この場所から逃げたくて衝動的に納屋から飛び出し走り出したいけれど、逃げ出したとしても私は行くところがなく、野垂れ死にになるだろうという予測が付くぐらいにはかろうじて理性が残っていた。
思い出した物語。それは――
タイトルは『Brave Story』。超安易な分かりやすいタイトルだけど、内容が好みに合って面白く何度も読み直した物。
勇者が旅をしながら仲間を増やしていき、助けた貴族から支援されつつ、各地の厄災と呼ばれる魔物を倒し民から感謝されながら最終目的は魔王を倒すというありふれた物語だ。
ただそれだけなら、それがどうした?取り乱すことではないだろう。
しかし、その物語の中で『ルーシア』と言う名前が出てくるのだ。それだけでなく、『エミーリオ』や『ランス神父』『カリナ』が・・・個人名だけでなく『ガラム村』も出てくるのだ。
これだけ符号が合っていれば否応なく分かるだろう。
私が生まれたこの世界は…物語と一緒。いえ、物語の中に入ってしまったといえる。それも、魔王の腹心となる『ルーシア』に生まれ変わって……
『ルーシア』はこの国で禁忌とされる『従魔の闇魔導士』の再来と呼ばれ恐れられ、後に『魔王の腹心』『副官』と呼ばれる人物である。
どうして今になって思い出したの?どうせ思い出すのなら、前世の記憶と一緒に主出していれば、スライム達を【従魔】にしなかったのに。それ以前にもっと早くこの村を出ていたわ。
だって、この村は勇者一行のメンバーが多数輩出している『ガラム村』なんですもの。そしてこの村は私の『ルーシア』の手によって滅びる運命となる―――もちろん、【従魔】にした魔物によって。
「なんてことなの…いくら村の人から嫌われていたと言っても、そこまでの憎しみを持っていないのに…」
ああ、そうだった。それは以前のルーシアであって、私ではない。
兎に角、まずは落ち着きましょう。
深呼吸を繰り返し、座禅のまねごとをして頭を空っぽにする。
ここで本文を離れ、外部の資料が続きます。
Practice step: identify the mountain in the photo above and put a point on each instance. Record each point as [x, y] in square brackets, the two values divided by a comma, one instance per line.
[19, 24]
そうすることで混乱していた記憶と感情が落ち着き、外からの目で自分を見ることが出来るようになった。
落ち着いたところで、過去と、この後に起こるだろう出来事と照らし合わせて、改めて自分の立ち位置を考えだした。
10歳までの『ルーシア』は、まだ精神が体同様子供で、いじめられても自分のどこが悪いのかどうして虐められていたのかも分からず、兎に角暗く、誰ともしゃべらず畑で一日中を過ごしていた。
だけど、10歳を過ぎた辺りから魔力が増え、魔眼の持ち主であるカリナから嫌われて虐めがエスカレートし、理由も分からずに虐められるので理不尽さが増していった。そこから性格が曲がっていったのだろう。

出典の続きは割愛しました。